PEIpro™  is manufactured and formulated using a highly controlled production process (Fig. 1). Moreover, in order to meet or exceed current regulatory guidelines, PEIpro™ is released using advanced quality controls including a specification for a transfection efficiency that enables excellent lot-to-lot consistency (Fig. 2).

Fig. 2.HEK-293 EBNA cells were seeded in synthetic media, incubated at 37°C, 8% CO2 with constant shaking and transfected with PEIpro™ following the standard protocol. Luciferase expression was assayed 48 h after transfection.

PEIpro™ is free of component of animal-origin.
In addition, Polyplus-transfection is ISO 9001 Quality Management System accredited since 2002 and this level of certification assures global customers that the supplier has established reliable and effective processes for product development, manufacturing, sales and customer support.
To ensure reliable production of recombinant proteins during the whole development process, any PEI transfection reagent selected should have the potential to meet cGMP guidelines from FDA, EMA, or ICH when the transfection reagent will be used to produce therapeutic recombinant proteins that are in late stage clinical development (ie, post Phase 1). PEIpro™ is tested to ensure complete sterility, absence of mycoplasma and very low level of bacterial endotoxins following pharmacopeia standards. In addition, on request, Polyplus-transfection can supply fully GMP compliant product delivering the highest quality level reagent and documentation for the production of therapeutic proteins or viral vectors.

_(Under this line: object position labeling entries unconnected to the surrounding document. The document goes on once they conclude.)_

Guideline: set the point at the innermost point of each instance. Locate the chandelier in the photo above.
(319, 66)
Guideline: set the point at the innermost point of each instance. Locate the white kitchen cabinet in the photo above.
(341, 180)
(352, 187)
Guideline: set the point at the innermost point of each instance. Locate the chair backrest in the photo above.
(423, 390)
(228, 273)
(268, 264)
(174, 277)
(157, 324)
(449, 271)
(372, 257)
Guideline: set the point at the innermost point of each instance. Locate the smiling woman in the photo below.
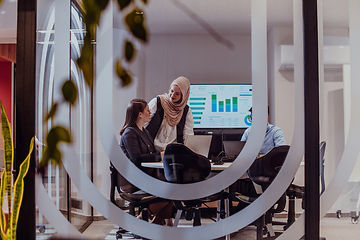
(171, 117)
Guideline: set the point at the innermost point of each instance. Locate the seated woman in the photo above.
(138, 147)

Polyplus-transfection SA  is the exclusive worldwide licensee of U.S. Patent No. 6,013,240, European Patent No. 0770140, and foreign equivalents, which cover transfection compositions having nucleic acids and a cationic polymer based on polyethylenimine (PEI), and use of this cationic polymer in nucleic acid transfection.
Polyplus sells branded PEI-based transfection reagents under its exclusive license, including the PEIpro™. For PEIpro™ transfection reagent sold by Polyplus and its authorized distributors, Polyplus hereby conveys license rights to the buyer to use the purchased transfection reagents, to the exclusion of human use, to perform stable or transient transfection for research and commercial purposes.
No rights to reverse engineer or resell are conveyed for any purchased transfection reagent. No license rights whatsoever are conveyed for any PEI-based molecules purchased from unauthorized sources for transfection purposes, and Polyplus reserves all rights and remedies relating to such unauthorized purchases.